Sean Labanowski שון לבנובסקי

No. 15 – Hapoel Afula
- Position: Power forward / center
- League: Israeli National League

Personal information
- Born: December 9, 1992 (age 33) Boynton Beach, Florida
- Nationality: Israeli / American
- Listed height: 6 ft 8 in (2.03 m)
- Listed weight: 245 lb (111 kg)

Career information
- NBA draft: 2014: undrafted
- Playing career: 2010–present

Career history
- 2010–2011: Maccabi Tel Aviv
- 2011–2013: Maccabi Haifa
- 2012–2013: →Maccabi Kiryat Bialik
- 2013–2014: Maccabi Ashdod
- 2014: Hapoel Kfar Saba
- 2014: Elitzur Ramla
- 2014–2016: Elitzur Yavne
- 2016–2017: Ironi Ramat Gan
- 2018–2019: Hapoel Gilboa Galil
- 2019–2021: Hapoel Afula
- 2021–2022: Elitzur Shomron

Career highlights
- Israeli League champion (2011); Israeli State Cup winner (2011); Israeli League Cup winner (2010);

= Sean Labanowski =

Israeli-American basketball player

Sean Leon Labanowski (שון לבנובסקי; born December 9, 1992) is an Israeli-American professional basketball player.

==Early life==
Labanowski was born in Boynton Beach, Florida.

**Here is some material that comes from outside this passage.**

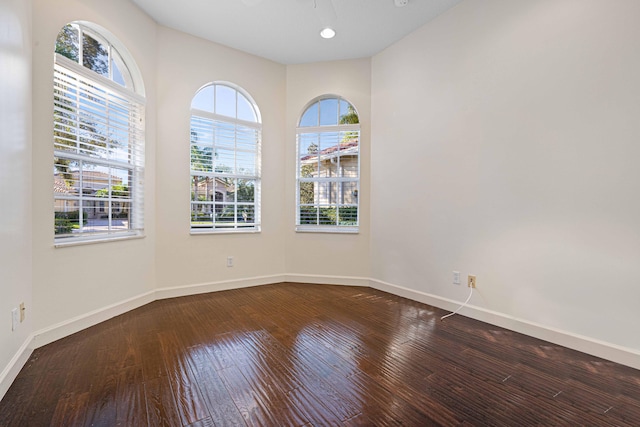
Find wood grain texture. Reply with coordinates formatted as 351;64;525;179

Labanowski lived his first 6 years in the United States before growing up in Hefer Valley, Israel. He played for Beitar Binyamina youth team and Sharet Netanya high school team. Labanowski joined Maccabi Tel Aviv youth team in his late teens.

==Professional career==
In 2010, Labanowski started his professional career with Maccabi Tel Aviv. On May 12, 2011, he made his professional debut in a playoff win over Barak Netanya.

On September 8, 2011, Labanowski signed a three-year deal with Maccabi Haifa.

On November 28, 2012, Labanowski was loaned to Maccabi Kiryat Bialik of the Israeli National League. In 22 games played for Kiryat Bialik, he averaged 10 points and 4.4 rebounds per game.

On August 21, 2013, Labanowski signed a three-year deal with Maccabi Ashdod.

On February 14, 2018, Labanowski signed with Hapoel Gilboa Galil for the rest of the season. Labanowski helped Gilboa Galil to reach the 2018 Israeli League Playoffs, where they eventually lost to Hapoel Jerusalem.

On August 1, 2018, Labanowski signed a one-year contract extension with Gilboa Galil.

On July 23, 2019, Labanowski signed with Hapoel Afula of the Israeli National League for the 2019–20 season.

==Israel national team==
Labanowski was a member of the U-16, U-18 and U-20 Israel national teams.

==Personal life==
His father, Kenny Labanowski, is an American-Israeli former basketball player who played in Israel in the '80s.